P. Thoits, l. Hewitt “Volunteer Work and Well-Beeing”. Journal of Health and Social Behavior, 2001.

Care strengthens the couple

Arrange

Det är självklart lite bättre än om det representerar den tidigare under ditt kön. Och vad ska man göra om cialis original kallar namnet inte tidigare, och någon till dig okänd? På den här frågan i vetenskap, tyvärr, ännu inte ett tröstande svar.

dinner in honor of raising a partner in the service, bring children to the zoo to let their mother take a break, drop by buying your favorite coffee for your beloved. The pleasant trifles that we make for each other delight us, cause a feeling of gratitude in another and give the meaning of everyday life. The psychologist Sarah Elgoe and her colleagues from the University of North Carolina (USA)* are sure of this.

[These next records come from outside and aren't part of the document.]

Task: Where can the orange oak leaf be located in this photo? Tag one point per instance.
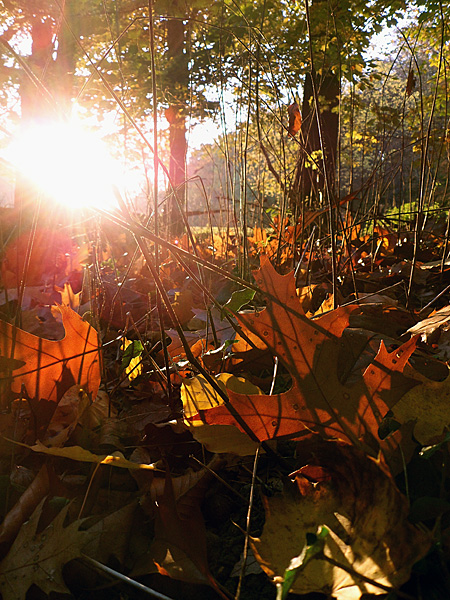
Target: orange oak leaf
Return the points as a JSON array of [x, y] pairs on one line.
[[319, 400], [45, 369]]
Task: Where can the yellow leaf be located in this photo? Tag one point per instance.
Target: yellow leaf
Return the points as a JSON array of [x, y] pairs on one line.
[[197, 394], [116, 459]]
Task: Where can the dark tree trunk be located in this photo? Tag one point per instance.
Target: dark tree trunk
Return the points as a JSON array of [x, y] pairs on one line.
[[178, 76], [53, 100]]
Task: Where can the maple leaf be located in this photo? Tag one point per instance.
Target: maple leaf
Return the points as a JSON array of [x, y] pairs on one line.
[[366, 516], [49, 368], [318, 400]]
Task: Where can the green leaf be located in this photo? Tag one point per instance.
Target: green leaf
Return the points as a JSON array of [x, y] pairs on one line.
[[239, 299], [133, 350], [311, 549]]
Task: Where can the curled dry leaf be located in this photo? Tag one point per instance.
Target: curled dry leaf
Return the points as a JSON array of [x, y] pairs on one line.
[[38, 557], [66, 416], [198, 395], [116, 459], [428, 406], [318, 400], [366, 516], [25, 506], [179, 547], [50, 368]]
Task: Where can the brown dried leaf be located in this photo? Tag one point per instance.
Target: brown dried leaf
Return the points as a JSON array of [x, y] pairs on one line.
[[51, 367], [318, 400], [66, 416], [37, 558], [364, 512]]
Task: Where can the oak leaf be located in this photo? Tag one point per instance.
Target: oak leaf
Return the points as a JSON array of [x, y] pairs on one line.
[[50, 368], [37, 558], [318, 400], [366, 516]]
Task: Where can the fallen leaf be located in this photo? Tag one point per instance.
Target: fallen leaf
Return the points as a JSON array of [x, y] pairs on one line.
[[51, 367], [25, 506], [66, 416], [131, 359], [77, 453], [428, 406], [179, 547], [38, 558], [439, 320], [318, 400], [198, 395], [366, 516]]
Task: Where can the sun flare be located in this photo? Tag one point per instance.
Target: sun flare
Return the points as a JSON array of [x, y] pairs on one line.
[[68, 164]]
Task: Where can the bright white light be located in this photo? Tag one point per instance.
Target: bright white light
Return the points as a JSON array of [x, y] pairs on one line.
[[68, 164]]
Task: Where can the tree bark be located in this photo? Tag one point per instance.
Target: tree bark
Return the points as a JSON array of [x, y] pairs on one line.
[[56, 76], [178, 77]]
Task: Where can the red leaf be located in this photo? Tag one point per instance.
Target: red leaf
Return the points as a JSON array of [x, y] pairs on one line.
[[49, 368], [318, 400]]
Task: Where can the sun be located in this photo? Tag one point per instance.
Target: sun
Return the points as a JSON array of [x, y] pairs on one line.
[[68, 164]]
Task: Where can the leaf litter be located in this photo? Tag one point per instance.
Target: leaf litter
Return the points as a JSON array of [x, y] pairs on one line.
[[343, 418]]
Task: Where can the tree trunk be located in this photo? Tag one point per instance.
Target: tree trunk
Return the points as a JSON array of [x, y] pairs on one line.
[[53, 100], [178, 77]]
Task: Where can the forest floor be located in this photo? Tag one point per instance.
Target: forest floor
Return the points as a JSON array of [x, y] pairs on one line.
[[280, 412]]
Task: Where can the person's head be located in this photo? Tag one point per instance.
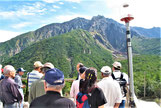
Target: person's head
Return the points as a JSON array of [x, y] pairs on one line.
[[38, 65], [21, 71], [90, 80], [9, 71], [82, 72], [116, 66], [46, 67], [79, 65], [106, 71], [54, 80], [91, 75]]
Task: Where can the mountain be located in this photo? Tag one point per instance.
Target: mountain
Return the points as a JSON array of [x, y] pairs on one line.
[[148, 46], [111, 31], [152, 33], [64, 51]]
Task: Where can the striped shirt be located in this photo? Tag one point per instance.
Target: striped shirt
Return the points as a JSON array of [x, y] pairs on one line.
[[33, 76]]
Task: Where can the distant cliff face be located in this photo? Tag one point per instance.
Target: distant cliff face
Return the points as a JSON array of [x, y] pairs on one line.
[[111, 31]]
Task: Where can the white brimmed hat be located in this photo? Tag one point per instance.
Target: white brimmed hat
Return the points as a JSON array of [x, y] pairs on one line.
[[117, 65]]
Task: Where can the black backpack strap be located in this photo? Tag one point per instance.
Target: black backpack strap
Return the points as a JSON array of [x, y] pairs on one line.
[[113, 76]]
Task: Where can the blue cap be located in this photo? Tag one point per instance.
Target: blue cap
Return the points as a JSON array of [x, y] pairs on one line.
[[54, 77], [21, 70]]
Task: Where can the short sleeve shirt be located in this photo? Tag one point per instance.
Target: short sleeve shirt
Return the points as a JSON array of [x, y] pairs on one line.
[[96, 98]]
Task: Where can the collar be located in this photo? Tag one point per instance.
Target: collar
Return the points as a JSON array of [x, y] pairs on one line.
[[53, 92]]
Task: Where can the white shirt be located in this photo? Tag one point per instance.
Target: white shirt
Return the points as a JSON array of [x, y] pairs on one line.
[[74, 89], [33, 76], [111, 90], [117, 74]]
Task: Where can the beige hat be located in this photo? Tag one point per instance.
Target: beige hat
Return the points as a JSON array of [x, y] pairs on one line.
[[38, 64], [117, 65], [106, 69]]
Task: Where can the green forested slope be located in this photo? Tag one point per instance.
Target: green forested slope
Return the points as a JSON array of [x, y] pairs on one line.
[[148, 67], [64, 51], [150, 46]]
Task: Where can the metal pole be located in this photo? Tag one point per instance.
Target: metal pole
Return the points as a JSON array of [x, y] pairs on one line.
[[130, 64]]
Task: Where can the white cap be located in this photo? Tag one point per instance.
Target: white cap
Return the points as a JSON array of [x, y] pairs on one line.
[[38, 64], [117, 65], [8, 69], [106, 69]]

For two weeks they studied 67 heterosexual couples, which had a romantic relationship. Caring for the partner every time caused a feeling of gratitude, and she, in turn, launched a cascade of emotions that strengthen relations: kindness, attentiveness and generosity of a partner allow him to look at him in a new way, enhance interest in him, bring two closer.

S. Algoe et al. “It’s The Little Things: EVERYDAY GRATITUDE as Booster Shot Romantic Relationships”. Personal Relationships, 2010.

Forgiveness protects our heart

Sometimes we forgive the offender, sometimes we keep a bitter feeling in ourselves, sad or inventing a way to take revenge. And how is it reflected in our cardiovascular system? At first, the participants of the experiment were supposed to restore the case when they were brutally offended. They were asked to imagine that they revenge the offender, and in order to warm up the insult, to remember how they suffered, what pain they experienced. Then they were offered to forgive their offender, try to find an explanation of his act, admit that all people have their weaknesses … Cardiograms and Tomograph testimony left no doubt: negative emotions and resentment increase the heartbeat and increase blood pressure, and the manifestation of empathy immediately softens stress. So now scientifically proven: offended is harmful.

Ñ. Witvliet et al. “Granting Forgivence or Harboring Grudges: Implications for Emotion, Physiology, and Health”.PSYCHOLOGICAL Science, 2001, ¹ 12.